Strain-controlled cyclic deformation behavior of cast Mg-2.99Nd-0.18Zn-0.38Zr and AZ91D magnesium alloys

This paper investigates the fatigue properties and deformation behavior of the T6-treated Mg-2.99Nd-0.18Zn-0.38Zr (NZ30K(04)) and an AZ91D-T6 magnesium alloys with the same grain size. Compared with the AZ91-T6 alloy, the NZ30K(04)-T6 alloy shows significant increases in mechanical properties, achieving 17 MPa in YS, 51 MPa in UTS, 2.4 % in elongation, and 15 MPa in FS, respectively. The NZ30K(04)-T6 alloy also shows higher cyclic stress amplitudes in comparison with the AZ91-T6 alloy. This is attributed to increased matrix strength from the higher precipitate strengthening in the NZ30K(04)-T6 alloy.

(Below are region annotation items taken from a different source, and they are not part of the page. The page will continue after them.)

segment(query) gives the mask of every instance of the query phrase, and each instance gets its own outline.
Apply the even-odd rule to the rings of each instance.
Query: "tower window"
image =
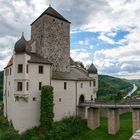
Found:
[[[83,83],[81,83],[81,88],[83,88]]]
[[[11,71],[12,71],[12,70],[11,70],[11,68],[10,68],[10,75],[11,75]]]
[[[18,64],[18,73],[22,73],[22,72],[23,72],[23,65]]]
[[[38,73],[40,73],[40,74],[43,73],[43,66],[39,66],[39,68],[38,68]]]
[[[26,90],[29,90],[29,82],[26,82]]]
[[[17,82],[17,91],[22,91],[22,82]]]
[[[39,90],[41,90],[42,82],[39,82]]]
[[[59,98],[59,102],[61,102],[61,98]]]
[[[26,72],[29,72],[28,64],[26,65]]]
[[[96,80],[95,79],[93,80],[93,86],[94,87],[96,86]]]
[[[67,82],[64,82],[64,89],[67,89]]]
[[[36,101],[36,97],[33,97],[33,101]]]

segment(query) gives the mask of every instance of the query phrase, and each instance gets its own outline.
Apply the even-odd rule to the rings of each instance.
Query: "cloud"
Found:
[[[73,49],[71,50],[71,57],[75,61],[81,61],[85,65],[89,65],[91,63],[90,60],[91,53],[85,49]]]
[[[140,43],[131,43],[118,48],[99,50],[94,53],[94,63],[101,73],[131,78],[140,73]],[[123,73],[123,74],[122,74]],[[140,76],[137,76],[137,78]]]
[[[0,69],[3,69],[8,63],[16,41],[17,38],[13,36],[0,37]]]
[[[106,42],[106,43],[108,43],[108,44],[111,44],[111,45],[113,45],[113,44],[116,43],[113,39],[111,39],[111,38],[105,36],[105,34],[103,34],[103,33],[101,33],[101,34],[98,36],[98,39],[100,39],[100,40],[102,40],[102,41],[104,41],[104,42]]]

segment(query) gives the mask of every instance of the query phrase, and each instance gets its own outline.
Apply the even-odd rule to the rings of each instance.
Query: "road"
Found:
[[[137,90],[137,86],[136,86],[136,84],[133,84],[133,89],[131,91],[129,91],[128,94],[123,98],[125,99],[125,98],[131,96],[131,94],[133,94],[136,90]]]

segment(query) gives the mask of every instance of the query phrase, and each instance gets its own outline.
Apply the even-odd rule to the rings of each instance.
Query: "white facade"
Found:
[[[4,115],[19,133],[39,126],[40,88],[43,85],[52,85],[54,88],[55,121],[77,115],[81,95],[84,100],[95,100],[98,90],[97,72],[88,75],[86,70],[75,67],[75,73],[73,70],[64,73],[69,75],[68,78],[61,73],[63,78],[57,79],[53,77],[52,64],[36,55],[35,42],[32,43],[30,53],[26,52],[28,44],[23,36],[15,46],[12,59],[4,70],[3,102]],[[20,72],[19,65],[22,69]],[[43,72],[39,73],[39,67]]]

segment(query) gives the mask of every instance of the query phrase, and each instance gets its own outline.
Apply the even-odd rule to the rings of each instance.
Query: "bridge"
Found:
[[[108,133],[116,134],[120,129],[119,109],[132,110],[133,133],[140,128],[140,101],[127,103],[102,103],[84,101],[79,103],[78,114],[85,119],[87,109],[87,126],[95,130],[100,126],[100,109],[108,109]],[[127,126],[126,126],[127,127]]]

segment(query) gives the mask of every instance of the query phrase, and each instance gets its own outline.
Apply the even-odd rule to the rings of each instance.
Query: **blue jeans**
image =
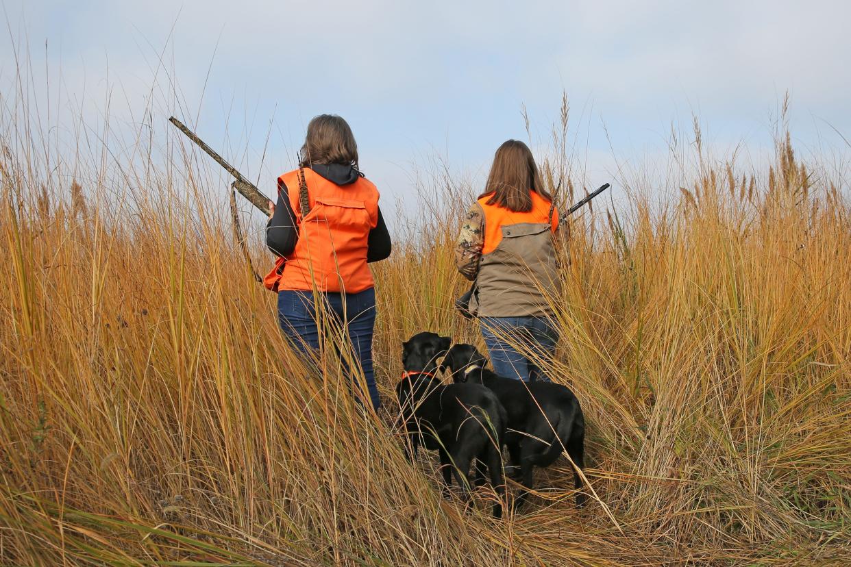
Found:
[[[523,382],[550,382],[528,354],[551,360],[558,332],[546,317],[481,317],[479,327],[494,371]]]
[[[359,293],[320,292],[332,323],[348,332],[354,355],[363,371],[374,409],[381,405],[372,364],[372,336],[375,327],[375,289]],[[319,327],[312,292],[282,290],[277,293],[277,319],[290,343],[305,354],[319,349]],[[345,363],[344,363],[345,364]],[[346,368],[346,373],[351,372]],[[360,396],[358,396],[359,398]]]

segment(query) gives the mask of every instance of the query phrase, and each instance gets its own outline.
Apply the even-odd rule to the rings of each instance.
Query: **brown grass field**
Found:
[[[848,172],[799,160],[782,128],[764,168],[711,158],[695,129],[673,143],[665,205],[638,171],[613,179],[628,197],[616,213],[603,196],[574,216],[550,373],[588,422],[588,505],[574,507],[563,457],[530,506],[494,520],[492,491],[471,512],[444,499],[434,462],[406,462],[392,428],[401,342],[477,340],[452,309],[477,188],[421,184],[420,216],[374,265],[376,417],[352,403],[334,349],[321,376],[293,356],[234,244],[225,178],[168,115],[159,139],[111,138],[105,122],[60,149],[13,94],[0,114],[2,564],[851,554]],[[563,110],[543,166],[553,184],[575,173]],[[590,189],[566,183],[559,200]]]

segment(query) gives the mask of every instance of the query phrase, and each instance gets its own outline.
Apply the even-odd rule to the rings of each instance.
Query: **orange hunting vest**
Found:
[[[471,309],[481,317],[552,315],[551,298],[560,289],[552,234],[558,211],[534,191],[532,210],[517,213],[478,200],[484,213],[484,245]]]
[[[278,178],[287,187],[299,238],[292,253],[277,258],[263,284],[273,292],[315,287],[357,293],[373,287],[367,241],[378,224],[378,190],[363,177],[338,185],[309,167],[304,172],[311,205],[304,218],[299,206],[299,170]]]

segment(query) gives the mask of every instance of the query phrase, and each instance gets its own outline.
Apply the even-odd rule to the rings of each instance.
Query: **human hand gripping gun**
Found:
[[[568,212],[563,214],[558,218],[558,224],[561,224],[562,223],[567,222],[568,216],[572,215],[574,213],[575,213],[576,211],[580,210],[580,208],[587,205],[589,202],[591,202],[591,199],[600,195],[600,193],[603,193],[608,188],[609,184],[608,183],[604,183],[603,184],[602,184],[600,187],[595,190],[593,193],[588,195],[584,199],[580,201],[578,203],[576,203],[569,209],[568,209]],[[466,293],[460,297],[458,299],[455,299],[455,309],[458,309],[459,312],[460,312],[461,315],[463,315],[465,319],[472,319],[475,316],[470,311],[470,300],[472,298],[473,294],[476,293],[476,292],[477,292],[476,282],[473,281],[472,286],[470,286],[470,290]]]

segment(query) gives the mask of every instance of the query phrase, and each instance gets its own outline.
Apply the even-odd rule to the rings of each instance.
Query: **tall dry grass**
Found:
[[[634,186],[617,212],[600,203],[573,221],[550,370],[582,403],[595,497],[574,508],[560,461],[532,506],[496,521],[483,503],[465,513],[444,500],[391,427],[401,341],[423,329],[477,340],[451,307],[472,188],[435,176],[410,237],[374,265],[376,417],[351,402],[332,354],[320,376],[294,357],[212,196],[223,185],[179,134],[62,150],[12,98],[3,564],[789,564],[851,552],[851,207],[788,138],[752,171],[710,160],[698,131],[692,179],[663,188],[668,207]],[[562,121],[545,170],[567,201],[583,190],[566,104]]]

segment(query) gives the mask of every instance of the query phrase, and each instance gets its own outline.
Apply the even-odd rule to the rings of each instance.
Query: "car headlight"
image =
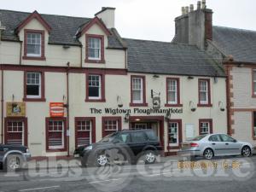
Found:
[[[84,150],[91,150],[92,149],[92,145],[87,146]]]

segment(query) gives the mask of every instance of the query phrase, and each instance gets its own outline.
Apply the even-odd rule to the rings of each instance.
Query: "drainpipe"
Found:
[[[2,125],[2,129],[1,129],[1,142],[2,143],[3,143],[3,69],[2,68],[1,70],[1,125]]]
[[[69,62],[67,63],[67,156],[69,156],[69,137],[70,137],[70,132],[69,132]]]

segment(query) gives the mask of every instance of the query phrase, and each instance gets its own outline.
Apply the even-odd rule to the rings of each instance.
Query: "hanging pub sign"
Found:
[[[7,117],[25,117],[26,104],[25,102],[7,102],[6,112]]]
[[[50,117],[63,117],[64,116],[64,103],[63,102],[50,102],[49,103],[49,116]]]

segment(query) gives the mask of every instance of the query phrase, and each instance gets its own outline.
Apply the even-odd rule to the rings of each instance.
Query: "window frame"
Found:
[[[100,90],[100,96],[101,97],[90,97],[89,96],[89,76],[90,75],[98,75],[101,78],[101,90]],[[85,101],[86,102],[105,102],[106,98],[105,98],[105,74],[102,73],[100,73],[100,71],[92,71],[91,73],[85,73],[85,84],[86,84],[86,91],[85,91]]]
[[[99,58],[92,58],[89,56],[89,39],[90,38],[98,38],[100,39],[100,55]],[[104,36],[96,35],[96,34],[85,34],[85,60],[84,62],[89,63],[99,63],[104,64],[105,55],[104,55]]]
[[[78,122],[79,121],[90,121],[90,141],[91,143],[96,143],[96,117],[75,117],[75,146],[78,147]]]
[[[175,80],[176,81],[176,102],[169,102],[168,101],[168,96],[169,96],[169,90],[168,90],[168,84],[170,81]],[[180,79],[179,78],[166,78],[166,103],[165,107],[183,107],[183,104],[180,103]]]
[[[209,132],[207,134],[212,134],[213,133],[213,128],[212,128],[212,119],[199,119],[199,135],[205,135],[205,134],[201,134],[201,123],[208,123],[209,124]]]
[[[207,102],[202,102],[201,101],[201,98],[200,98],[200,93],[201,93],[201,90],[200,90],[200,83],[201,82],[207,82]],[[197,104],[197,107],[212,107],[212,104],[211,102],[211,81],[210,81],[210,79],[198,79],[198,104]]]
[[[39,87],[39,96],[27,96],[26,95],[26,81],[27,81],[27,73],[40,73],[40,87]],[[40,71],[25,71],[24,73],[24,89],[23,89],[23,101],[24,102],[45,102],[45,82],[44,82],[44,72]]]
[[[27,34],[29,33],[37,33],[41,35],[41,55],[30,55],[27,54]],[[23,47],[24,47],[24,51],[23,51],[23,60],[38,60],[38,61],[45,61],[45,32],[43,30],[32,30],[32,29],[24,29],[24,42],[23,42]]]
[[[63,148],[49,148],[49,121],[62,121],[63,122]],[[45,118],[45,148],[46,152],[67,152],[67,118]]]
[[[170,143],[169,141],[169,124],[177,123],[177,137],[178,137],[178,143],[172,144]],[[169,119],[167,123],[167,149],[178,149],[181,148],[181,144],[183,143],[183,129],[182,129],[182,119]]]
[[[141,102],[134,102],[133,101],[133,79],[142,79],[142,96],[143,99]],[[130,107],[148,107],[146,102],[146,77],[143,75],[131,75],[131,102]]]
[[[105,136],[112,133],[112,132],[114,132],[114,131],[107,131],[105,130],[105,121],[107,120],[116,120],[118,123],[118,129],[116,131],[121,131],[122,130],[122,117],[120,116],[116,116],[116,117],[110,117],[110,116],[108,116],[108,117],[102,117],[102,137],[103,138]]]

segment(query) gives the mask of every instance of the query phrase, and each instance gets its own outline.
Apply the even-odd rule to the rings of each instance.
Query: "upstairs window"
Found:
[[[210,80],[209,79],[199,79],[198,82],[198,94],[199,94],[199,106],[210,105]]]
[[[88,51],[90,60],[101,60],[101,39],[89,38]]]
[[[26,33],[26,55],[41,56],[40,33]]]

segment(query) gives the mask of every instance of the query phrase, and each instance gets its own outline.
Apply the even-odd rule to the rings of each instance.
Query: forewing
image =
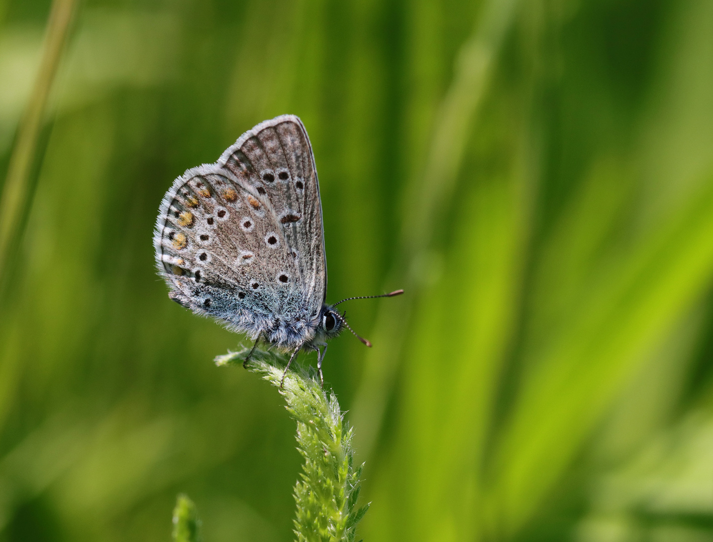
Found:
[[[304,311],[299,270],[270,202],[219,164],[187,171],[154,235],[173,299],[253,337]]]
[[[297,264],[307,314],[313,319],[327,294],[327,262],[317,168],[302,121],[285,115],[259,124],[218,163],[244,179],[275,214]]]

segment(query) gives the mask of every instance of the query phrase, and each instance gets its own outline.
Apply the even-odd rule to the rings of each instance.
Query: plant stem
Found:
[[[173,542],[200,542],[200,520],[193,501],[178,496],[173,509]]]
[[[218,365],[242,364],[250,349],[218,356]],[[353,431],[344,420],[337,397],[327,395],[314,374],[288,371],[280,381],[284,358],[256,350],[247,368],[277,387],[297,422],[297,449],[304,458],[294,486],[298,542],[353,542],[356,523],[369,504],[356,508],[363,465],[352,465]]]
[[[30,174],[44,120],[47,100],[57,73],[76,0],[54,0],[45,34],[42,61],[10,156],[0,194],[0,286],[11,271],[13,256],[22,235],[24,216],[31,199]]]

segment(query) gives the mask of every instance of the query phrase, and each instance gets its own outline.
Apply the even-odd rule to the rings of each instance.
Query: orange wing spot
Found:
[[[193,224],[193,214],[190,211],[184,211],[178,215],[179,226],[191,226]]]
[[[185,249],[187,244],[188,238],[185,236],[185,234],[178,233],[173,236],[173,248],[176,250]]]

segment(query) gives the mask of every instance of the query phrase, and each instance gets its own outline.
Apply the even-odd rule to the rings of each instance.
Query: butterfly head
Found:
[[[400,296],[403,293],[403,290],[396,290],[390,293],[384,293],[381,296],[359,296],[357,297],[342,299],[341,301],[335,303],[334,305],[322,305],[322,311],[319,311],[319,323],[317,326],[317,333],[326,338],[331,339],[337,336],[342,333],[342,330],[344,328],[347,328],[347,329],[351,331],[357,339],[364,343],[364,344],[366,345],[366,346],[371,347],[371,343],[363,337],[360,337],[357,335],[356,333],[349,327],[349,325],[347,323],[347,319],[344,318],[344,315],[339,314],[339,313],[334,309],[334,307],[340,303],[349,301],[352,299],[373,299],[374,298],[379,297],[394,297],[394,296]]]

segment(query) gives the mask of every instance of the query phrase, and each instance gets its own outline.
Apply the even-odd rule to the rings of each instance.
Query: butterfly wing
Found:
[[[262,123],[217,163],[177,179],[154,246],[181,304],[253,338],[263,333],[280,345],[308,338],[327,266],[317,172],[299,118]]]

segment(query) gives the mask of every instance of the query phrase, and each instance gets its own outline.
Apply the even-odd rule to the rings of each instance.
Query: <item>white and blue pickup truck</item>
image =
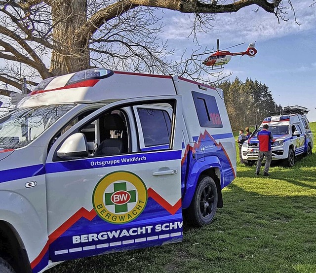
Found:
[[[292,167],[296,157],[312,153],[313,136],[306,115],[306,108],[295,105],[285,108],[284,111],[285,114],[265,118],[258,132],[264,124],[269,125],[268,130],[274,138],[272,143],[272,159],[281,160],[284,166]],[[245,165],[254,164],[258,159],[258,150],[259,140],[255,133],[241,147],[241,156]]]
[[[0,117],[0,272],[182,239],[223,206],[236,152],[221,89],[93,68]]]

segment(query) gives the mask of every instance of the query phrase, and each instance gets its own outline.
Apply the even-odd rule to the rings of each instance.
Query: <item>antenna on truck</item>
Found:
[[[292,105],[287,106],[284,107],[282,110],[280,109],[280,112],[279,113],[277,112],[272,112],[270,113],[270,115],[290,115],[291,114],[307,114],[310,111],[307,109],[306,107],[303,107],[299,105]]]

The cyclic stress amplitude of the AZ91-T6 alloy increases with increasing the number of cycles. For the NZ30K(04)-T6 alloy, the cyclic stress amplitude first increases and then decreases during cyclic deformation. Hysteresis loops were symmetrical at all total strain amplitudes due to the lessened extents of texture in these cast magnesium alloys and the absence of twinning-detwinning during cyclic deformation. For both AZ91-T6 and NZ30K(04)-T6 alloys, the cracked slip bands initiate the fatigue cracks and also assist the crack propagation. The Coffin-Manson law and Basquin equation can be used to evaluate the fatigue parameters and predict the LCF lives of both AZ91-T6 and NZ30K(04)-T6 alloys. The multi-scale fatigue (MSF) life models and the same model parameters were also used to predict the HCF lives of these alloys.